Wgpu: vulkan validation error: VUID-vkDestroyFramebuffer-framebuffer-00892

Created on 12 Jul 2020 · 18Comments · Source: gfx-rs/wgpu

Occasionally (every few hundred frames on average) I get VUID-vkDestroyFramebuffer-framebuffer-00892 validation errors. The timing seems irregular, so I guess something is racing under the hood.

My render loop is quite straighforward (removed error handling):

let frame = swap_chain.lock().await.get_next_frame().unwrap()
...
let mut encoder =  device.create_command_encoder(&wgpu::CommandEncoderDescriptor { label: None });
...
let mut rpass = geometry_pass.begin(&mut encoder, &frame.output.view);
...
let mut rpass = lighting_pass.begin(&mut encoder, &frame.output.view);
...
queue.submit(Some(encoder.finish()));

I played around a little and adding:

std::thread::sleep(std::time::Duration::from_millis(10));
drop(frame);

at the end prevents the validation errors.

bug

Source

FlorianUekermann

👍2

Most helpful comment

I'm running into this validation error as well.
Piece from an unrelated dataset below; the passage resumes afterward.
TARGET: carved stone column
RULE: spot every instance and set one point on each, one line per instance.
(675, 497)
I see the validation error go away after applying one of the following changes:

Simplify the scene (by rendering fewer instances, or a mesh with fewer vertices).
Add a sleep after queue.submit as mentioned in https://github.com/gfx-rs/wgpu/issues/785#issue-655407567 (10ms was too short for me, 30ms worked though). EDIT: Adding the sleep before queue.submit also works for me. The location of the sleep doesn't seem to matter too much. Also it might be relevant that device.poll takes about 30ms for me as well, or maybe that's just a coincidence.
Call device.poll(wgpu::Maintain::Wait) before queue.submit.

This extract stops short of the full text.